What began as a small peek at JDK source code quickly showed me a whole new side of Java.
java.util.concurrency.atomic.LongAdder is a new class that will be introduced with Java 8. It provides an atomic way to add up a large number of values. According to the documentation, LongAdder is faster than AtomicLong. I was curious how that could be and had a look at the implementation.
I found that yes, LongAdder is faster (see graph on the right). And I also learned a bit about how atomics are implemented in Java. It turned out to be more complex and more interesting than I expected.
Performance
First, how well does LongAdder perform? I downloaded the latest preview of JDK 8 (1.8.0-ea-b84 64bit, under Windows 7) and ran a performance test. I compared the performance of LongAdder, AtomicLong, the synchronized keyword, and an empty statement (as a control to see how much overhead there is).
You can see my performance test code here. In short, for each of the four test cases, I ran a number of threads (1 to 20) at a time. The thread to test LongAdder was equivalent to this simplified version:
static class LongAdderThread implements Runnable{ public StressTest stressTest; @Override public void run() { stressTest.cyclicBarrier.await(); for (int i = 0; i < 1000000; i++) { stressTest.longAdder.increment(); } stressTest.cyclicBarrier.await(); } }
All threads share the same StressTest instance, so longAdder is the shared atomic variable that is tested. CyclicBarrier is used to control the threads and to eliminate the variation in thread creation and join overhead from the result.
This is what the result looks like for a quad core machine (8 cores with hyper threading):
The horizontal axis is the number of concurrent threads that were started for the test, and the vertical axis is the duration in milliseconds normalized by the number of threads. So if LongAdder has a value of 3 ms for 10 threads plotted in the graph, then that means hat running those 10 threads took 30ms to run.
All four versions appear to eventually plot a horizontal line in this graph. This means that the system is saturated. Adding another thread at this stage is equivalent to adding the thread to a waiting queue from which it gets pulled once all other threads have been run. This means that the graph really is only interesting for a low number of threads.
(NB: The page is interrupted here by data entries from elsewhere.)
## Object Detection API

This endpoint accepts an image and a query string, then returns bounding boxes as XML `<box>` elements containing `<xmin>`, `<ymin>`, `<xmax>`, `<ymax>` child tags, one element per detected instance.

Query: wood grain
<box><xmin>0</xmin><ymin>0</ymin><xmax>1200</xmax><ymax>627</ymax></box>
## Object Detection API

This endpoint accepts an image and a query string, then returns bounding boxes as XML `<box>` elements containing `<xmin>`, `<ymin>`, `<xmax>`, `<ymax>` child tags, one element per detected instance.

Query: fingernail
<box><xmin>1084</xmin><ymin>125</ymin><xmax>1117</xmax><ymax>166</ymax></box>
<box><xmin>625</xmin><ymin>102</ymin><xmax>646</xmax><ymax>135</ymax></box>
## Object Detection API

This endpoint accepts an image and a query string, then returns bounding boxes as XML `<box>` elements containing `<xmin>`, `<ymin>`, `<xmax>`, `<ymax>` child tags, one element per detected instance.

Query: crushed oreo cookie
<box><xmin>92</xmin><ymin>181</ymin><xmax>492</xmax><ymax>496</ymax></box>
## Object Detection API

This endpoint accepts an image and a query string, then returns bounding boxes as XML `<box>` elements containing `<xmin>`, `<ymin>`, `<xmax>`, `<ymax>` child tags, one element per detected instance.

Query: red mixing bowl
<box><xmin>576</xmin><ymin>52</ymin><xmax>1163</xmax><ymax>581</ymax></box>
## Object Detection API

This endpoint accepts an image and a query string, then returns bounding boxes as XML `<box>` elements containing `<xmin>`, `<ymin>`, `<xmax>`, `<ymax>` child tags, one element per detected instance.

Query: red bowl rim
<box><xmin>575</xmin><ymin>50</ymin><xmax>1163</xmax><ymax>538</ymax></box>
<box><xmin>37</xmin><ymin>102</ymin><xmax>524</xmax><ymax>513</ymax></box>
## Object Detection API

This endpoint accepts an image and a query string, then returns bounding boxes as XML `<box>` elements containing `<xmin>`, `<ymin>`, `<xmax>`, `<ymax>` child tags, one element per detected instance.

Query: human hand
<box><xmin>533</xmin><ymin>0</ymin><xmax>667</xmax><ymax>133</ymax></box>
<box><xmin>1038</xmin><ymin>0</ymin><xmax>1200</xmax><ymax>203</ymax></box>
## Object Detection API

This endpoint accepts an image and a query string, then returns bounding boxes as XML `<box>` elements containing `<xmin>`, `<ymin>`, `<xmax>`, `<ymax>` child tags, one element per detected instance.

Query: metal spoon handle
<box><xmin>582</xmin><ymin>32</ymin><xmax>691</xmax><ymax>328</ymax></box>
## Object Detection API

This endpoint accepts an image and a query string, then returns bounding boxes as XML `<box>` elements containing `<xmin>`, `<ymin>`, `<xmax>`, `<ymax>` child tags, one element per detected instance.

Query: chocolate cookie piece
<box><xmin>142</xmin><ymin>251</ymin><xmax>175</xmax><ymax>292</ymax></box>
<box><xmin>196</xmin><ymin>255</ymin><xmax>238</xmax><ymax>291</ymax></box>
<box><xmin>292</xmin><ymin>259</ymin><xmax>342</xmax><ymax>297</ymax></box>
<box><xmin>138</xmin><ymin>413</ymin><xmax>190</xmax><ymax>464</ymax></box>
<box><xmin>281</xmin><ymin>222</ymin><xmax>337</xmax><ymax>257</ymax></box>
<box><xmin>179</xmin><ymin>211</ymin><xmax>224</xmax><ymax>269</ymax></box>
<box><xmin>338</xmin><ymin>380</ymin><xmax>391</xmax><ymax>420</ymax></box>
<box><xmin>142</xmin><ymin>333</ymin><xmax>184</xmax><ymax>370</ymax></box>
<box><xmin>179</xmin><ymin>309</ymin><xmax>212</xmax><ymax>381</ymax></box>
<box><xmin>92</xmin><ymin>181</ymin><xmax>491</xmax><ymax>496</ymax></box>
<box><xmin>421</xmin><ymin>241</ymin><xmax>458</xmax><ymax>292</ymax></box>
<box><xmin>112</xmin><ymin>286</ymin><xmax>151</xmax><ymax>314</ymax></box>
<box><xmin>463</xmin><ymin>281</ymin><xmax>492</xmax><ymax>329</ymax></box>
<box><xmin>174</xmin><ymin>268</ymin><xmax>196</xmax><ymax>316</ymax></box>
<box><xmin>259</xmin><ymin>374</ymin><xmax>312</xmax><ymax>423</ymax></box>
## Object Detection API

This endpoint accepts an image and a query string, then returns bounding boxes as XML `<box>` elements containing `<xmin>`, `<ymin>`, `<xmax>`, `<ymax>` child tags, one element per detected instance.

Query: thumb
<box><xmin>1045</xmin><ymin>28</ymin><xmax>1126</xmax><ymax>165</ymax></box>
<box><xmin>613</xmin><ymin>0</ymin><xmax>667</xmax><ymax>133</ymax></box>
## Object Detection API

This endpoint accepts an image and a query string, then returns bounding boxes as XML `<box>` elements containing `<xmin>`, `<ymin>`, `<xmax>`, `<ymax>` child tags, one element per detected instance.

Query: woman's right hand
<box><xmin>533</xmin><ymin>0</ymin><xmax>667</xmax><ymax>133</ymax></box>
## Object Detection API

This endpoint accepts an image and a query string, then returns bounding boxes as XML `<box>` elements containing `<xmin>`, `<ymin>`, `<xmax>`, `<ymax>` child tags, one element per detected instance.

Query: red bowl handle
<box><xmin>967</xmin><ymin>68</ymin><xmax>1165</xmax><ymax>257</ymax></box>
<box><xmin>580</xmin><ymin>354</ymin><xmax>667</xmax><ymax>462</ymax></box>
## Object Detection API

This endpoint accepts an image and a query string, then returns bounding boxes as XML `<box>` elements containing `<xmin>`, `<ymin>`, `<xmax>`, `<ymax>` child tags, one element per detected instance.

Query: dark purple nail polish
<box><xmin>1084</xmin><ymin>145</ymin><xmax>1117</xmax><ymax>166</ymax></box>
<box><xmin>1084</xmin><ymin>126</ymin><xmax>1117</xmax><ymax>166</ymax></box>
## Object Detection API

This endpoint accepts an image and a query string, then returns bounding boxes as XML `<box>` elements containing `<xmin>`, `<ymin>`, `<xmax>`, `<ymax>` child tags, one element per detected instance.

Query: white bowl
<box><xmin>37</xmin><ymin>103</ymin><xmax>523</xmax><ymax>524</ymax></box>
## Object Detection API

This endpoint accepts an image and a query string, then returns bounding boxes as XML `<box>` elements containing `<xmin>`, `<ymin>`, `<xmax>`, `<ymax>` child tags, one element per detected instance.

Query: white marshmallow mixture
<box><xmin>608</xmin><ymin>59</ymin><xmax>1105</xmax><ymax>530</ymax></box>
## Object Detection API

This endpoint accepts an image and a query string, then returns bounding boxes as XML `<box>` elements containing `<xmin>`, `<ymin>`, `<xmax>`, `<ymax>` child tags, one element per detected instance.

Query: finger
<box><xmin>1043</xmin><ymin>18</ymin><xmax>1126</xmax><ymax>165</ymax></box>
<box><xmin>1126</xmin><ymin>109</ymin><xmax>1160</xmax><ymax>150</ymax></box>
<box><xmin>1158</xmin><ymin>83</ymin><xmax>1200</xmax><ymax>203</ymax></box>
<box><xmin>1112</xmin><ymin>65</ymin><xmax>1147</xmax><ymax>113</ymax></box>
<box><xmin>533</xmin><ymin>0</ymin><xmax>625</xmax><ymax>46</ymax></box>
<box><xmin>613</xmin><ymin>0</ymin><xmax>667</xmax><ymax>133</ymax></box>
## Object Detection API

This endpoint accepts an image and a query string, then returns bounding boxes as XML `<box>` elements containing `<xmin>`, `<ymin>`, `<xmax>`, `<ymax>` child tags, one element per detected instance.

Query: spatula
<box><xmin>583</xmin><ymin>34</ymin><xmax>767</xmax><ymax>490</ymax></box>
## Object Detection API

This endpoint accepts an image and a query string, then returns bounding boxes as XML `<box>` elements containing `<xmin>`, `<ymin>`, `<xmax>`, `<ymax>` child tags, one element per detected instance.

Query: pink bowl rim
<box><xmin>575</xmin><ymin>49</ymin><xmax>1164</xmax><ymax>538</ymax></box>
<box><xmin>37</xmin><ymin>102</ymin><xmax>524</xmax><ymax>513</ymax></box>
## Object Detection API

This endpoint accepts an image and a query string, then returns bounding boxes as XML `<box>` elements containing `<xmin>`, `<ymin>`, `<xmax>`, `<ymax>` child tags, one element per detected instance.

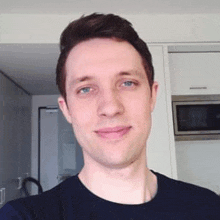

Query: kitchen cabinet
<box><xmin>169</xmin><ymin>51</ymin><xmax>220</xmax><ymax>95</ymax></box>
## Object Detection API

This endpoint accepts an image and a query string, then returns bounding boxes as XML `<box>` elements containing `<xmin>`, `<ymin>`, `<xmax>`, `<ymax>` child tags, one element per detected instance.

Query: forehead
<box><xmin>65</xmin><ymin>38</ymin><xmax>145</xmax><ymax>80</ymax></box>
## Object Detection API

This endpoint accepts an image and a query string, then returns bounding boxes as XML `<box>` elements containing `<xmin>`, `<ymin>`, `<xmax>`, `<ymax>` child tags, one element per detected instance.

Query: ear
<box><xmin>151</xmin><ymin>82</ymin><xmax>159</xmax><ymax>112</ymax></box>
<box><xmin>58</xmin><ymin>96</ymin><xmax>72</xmax><ymax>124</ymax></box>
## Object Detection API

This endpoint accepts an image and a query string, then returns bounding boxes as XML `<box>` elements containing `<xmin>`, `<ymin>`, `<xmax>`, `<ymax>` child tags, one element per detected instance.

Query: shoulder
<box><xmin>0</xmin><ymin>176</ymin><xmax>80</xmax><ymax>219</ymax></box>
<box><xmin>154</xmin><ymin>172</ymin><xmax>220</xmax><ymax>217</ymax></box>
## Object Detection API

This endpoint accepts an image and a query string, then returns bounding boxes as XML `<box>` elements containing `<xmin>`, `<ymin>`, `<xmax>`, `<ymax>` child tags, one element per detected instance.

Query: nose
<box><xmin>97</xmin><ymin>90</ymin><xmax>124</xmax><ymax>117</ymax></box>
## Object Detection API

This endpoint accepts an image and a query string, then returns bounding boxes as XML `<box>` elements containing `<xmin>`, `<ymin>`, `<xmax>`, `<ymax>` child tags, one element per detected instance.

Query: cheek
<box><xmin>71</xmin><ymin>103</ymin><xmax>94</xmax><ymax>129</ymax></box>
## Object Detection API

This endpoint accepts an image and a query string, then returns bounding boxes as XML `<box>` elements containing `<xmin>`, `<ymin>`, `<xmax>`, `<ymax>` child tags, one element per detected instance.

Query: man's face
<box><xmin>59</xmin><ymin>38</ymin><xmax>157</xmax><ymax>168</ymax></box>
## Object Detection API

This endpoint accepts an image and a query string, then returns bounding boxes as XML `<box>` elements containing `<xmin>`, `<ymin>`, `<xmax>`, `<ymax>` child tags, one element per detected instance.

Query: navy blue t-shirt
<box><xmin>0</xmin><ymin>172</ymin><xmax>220</xmax><ymax>220</ymax></box>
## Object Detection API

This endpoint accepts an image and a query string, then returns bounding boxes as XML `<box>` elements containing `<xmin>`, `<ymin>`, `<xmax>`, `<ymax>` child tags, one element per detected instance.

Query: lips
<box><xmin>95</xmin><ymin>126</ymin><xmax>131</xmax><ymax>139</ymax></box>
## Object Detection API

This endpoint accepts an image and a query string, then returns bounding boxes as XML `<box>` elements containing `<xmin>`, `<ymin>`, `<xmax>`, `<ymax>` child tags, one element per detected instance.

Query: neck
<box><xmin>79</xmin><ymin>156</ymin><xmax>157</xmax><ymax>204</ymax></box>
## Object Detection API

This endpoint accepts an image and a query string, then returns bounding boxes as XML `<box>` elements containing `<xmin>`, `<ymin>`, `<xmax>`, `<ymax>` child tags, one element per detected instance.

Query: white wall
<box><xmin>0</xmin><ymin>14</ymin><xmax>220</xmax><ymax>43</ymax></box>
Synchronized and AtomicLong both follow a similar pattern. There is a bit of an adjustment going on, but from 2 threads on, their performance is virtually constant. This is to be expected. These test threads do nothing but access a locked variable, so adding a new thread will simply make that thread wait in a queue to access the locked variable. AtomicLong does a much better job at this than synchronized, as expected.
However, LongAdder shows a completely different behaviour. It gets more efficient with more threads. And it only starts to show constant performance from about 4 threads on, the number of physical cores. Even then, performance seems to improve slightly with more threads added, evening out a constant overhead. This gives it similar performance characteristics to the empty loop thread, meaning it performs as if there was no locked variable that serializes the threads.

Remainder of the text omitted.